Why don’t developers write secure code ? We’re not talking yet another time about _“clean code” _here. We’re talking about something more, on a pure practical perspective, software’s safety and security. Yes, because an insecure software is pretty much useless. Let’s see what does insecure software mean
- The European Space Agency’s Ariane 5 Flight 501 was destroyed 40 seconds after takeoff (June 4, 1996). The US$1 billion prototype rocket self-destructed due to a bug in the on-board guidance software
- A bug in the code controlling the Therac-25 radiation therapy machine was directly responsible for at least five patient deaths in the 1980s when it administered excessive quantities of X-rays
- The software error of a MIM-104 Patriot, caused its system clock to drift by one third of a second over a period of one hundred hours — resulting in failure to locate and intercept an incoming missile. The Iraqi missile impacted in a military compound in Dhahran, Saudi Arabia (February 25, 1991), killing 28 Americans
This should be enough to understand how important it’s to write secure and working software, specially in certain contexts. But also in other use cases, we should be aware where our software bugs can lead us to.
A first sight to Defensive Programming
Why do I think Defensive Programming is a good approach to issue these problems in certain kind of projects?
Defend against the impossible, because the impossible will happen.
There are many definitions for Defensive Programming, it also depends on the level of “security” and level of resources you need for your software projects.
Defensive programming_ is a form of defensive design_ intended to ensure the continuing function of a piece of software_ under unforeseen circumstances. Defensive programming practices are often used where high availability, safety or security is needed — Wikipedia_
I personally believe this approach to be suitable when you’re dealing with a big, long-lived project where many people are involved. Also for instance, with an open source project that requires a lot of extensive maintenance.
Let’s explore some of my diluted key points in order to achieve a Defensive Programming approach
Never trust user input
Assume always you’re going to receive something you don’t expect. This should be your approach as a defensive programmer, against user input, or in general things coming into your system. That’s because as we said we can expect the unexpected. Try to be as strict as possible. Assert that your input values are what you expect.
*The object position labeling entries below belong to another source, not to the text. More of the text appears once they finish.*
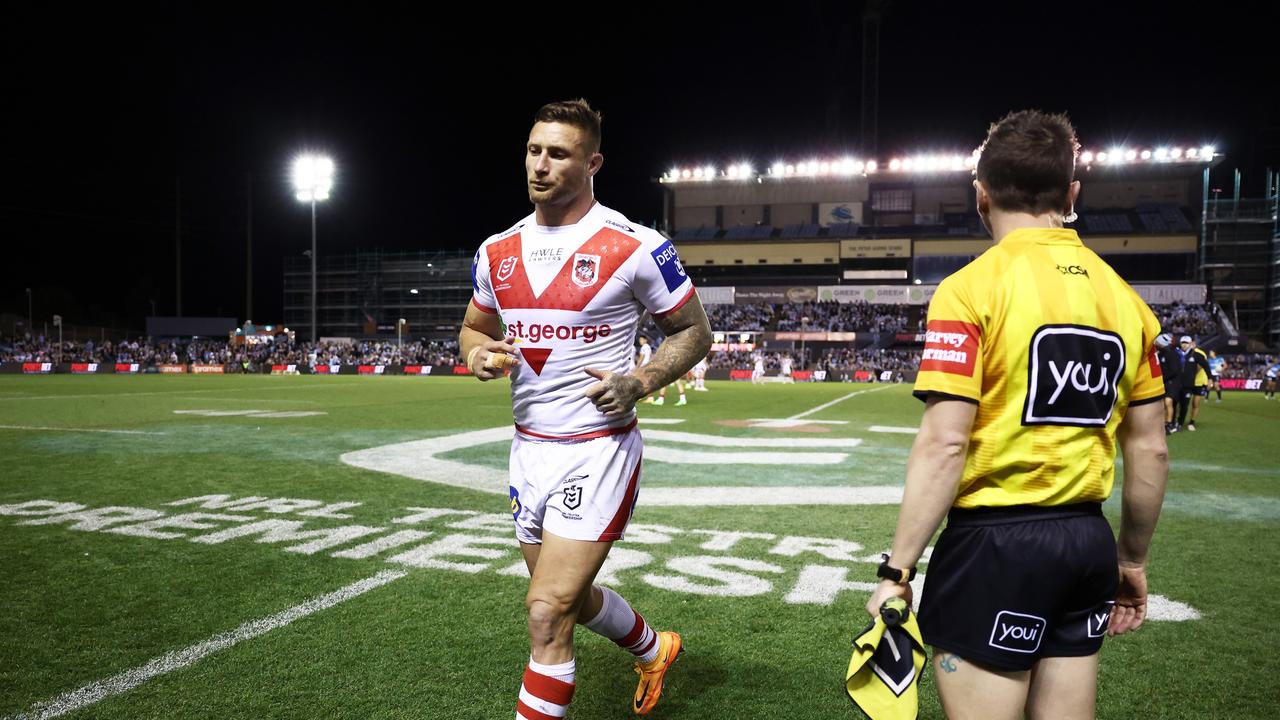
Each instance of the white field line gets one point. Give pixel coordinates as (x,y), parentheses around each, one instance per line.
(188,391)
(841,399)
(41,428)
(179,659)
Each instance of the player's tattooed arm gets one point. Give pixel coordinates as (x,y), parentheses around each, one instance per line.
(689,338)
(480,337)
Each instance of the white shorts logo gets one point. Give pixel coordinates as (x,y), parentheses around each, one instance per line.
(1016,632)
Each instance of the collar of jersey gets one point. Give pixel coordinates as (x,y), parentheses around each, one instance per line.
(552,229)
(1041,236)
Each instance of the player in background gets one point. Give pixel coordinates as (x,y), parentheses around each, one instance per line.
(700,374)
(1170,368)
(1192,367)
(570,282)
(1201,387)
(1216,367)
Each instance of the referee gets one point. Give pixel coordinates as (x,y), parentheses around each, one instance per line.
(1037,359)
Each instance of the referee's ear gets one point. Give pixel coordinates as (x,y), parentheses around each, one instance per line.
(1073,192)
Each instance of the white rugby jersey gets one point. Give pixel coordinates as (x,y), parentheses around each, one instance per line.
(572,296)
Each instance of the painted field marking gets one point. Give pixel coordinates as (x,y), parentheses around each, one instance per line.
(78,431)
(894,429)
(179,659)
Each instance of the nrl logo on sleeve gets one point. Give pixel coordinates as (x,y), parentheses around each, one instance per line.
(1073,376)
(586,269)
(950,346)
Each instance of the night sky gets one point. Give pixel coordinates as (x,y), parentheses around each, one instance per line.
(425,113)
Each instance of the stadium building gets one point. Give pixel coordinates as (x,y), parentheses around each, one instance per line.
(876,231)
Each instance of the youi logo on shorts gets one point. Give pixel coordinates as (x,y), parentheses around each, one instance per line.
(1016,632)
(1073,376)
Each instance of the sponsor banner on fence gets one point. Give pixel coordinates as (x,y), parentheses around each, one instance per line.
(819,337)
(883,247)
(716,295)
(1169,294)
(878,294)
(835,213)
(775,294)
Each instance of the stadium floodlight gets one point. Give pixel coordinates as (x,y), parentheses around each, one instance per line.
(312,180)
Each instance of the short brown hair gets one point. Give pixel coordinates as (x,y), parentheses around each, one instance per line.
(576,113)
(1028,162)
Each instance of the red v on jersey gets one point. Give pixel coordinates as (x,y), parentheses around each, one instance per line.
(594,261)
(535,358)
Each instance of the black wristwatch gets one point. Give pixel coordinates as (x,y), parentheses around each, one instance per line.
(900,577)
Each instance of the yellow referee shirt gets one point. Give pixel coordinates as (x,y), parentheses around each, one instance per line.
(1054,347)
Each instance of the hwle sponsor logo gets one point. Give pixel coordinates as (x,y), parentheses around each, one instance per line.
(1073,376)
(1016,632)
(950,346)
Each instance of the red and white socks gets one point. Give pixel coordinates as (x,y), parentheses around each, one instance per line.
(545,692)
(625,627)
The best defense is a good offense
Do whitelists not blacklists, for example when validating an image extension, don’t check for the invalid types but check for the valid types, excluding all the rest. In PHP however you also have an infinite number of open source validation libraries to make your job easier.
The best defense is a good offense. Be strict
Use database abstraction
The first of **OWASP Top 10 Security Vulnerabilities** is Injection. That means someone (a lot of people out there) is yet not using secure tools to query their databases. Please use Database Abstraction packages and libraries. In PHP you can use PDO to ensure basic injection protection.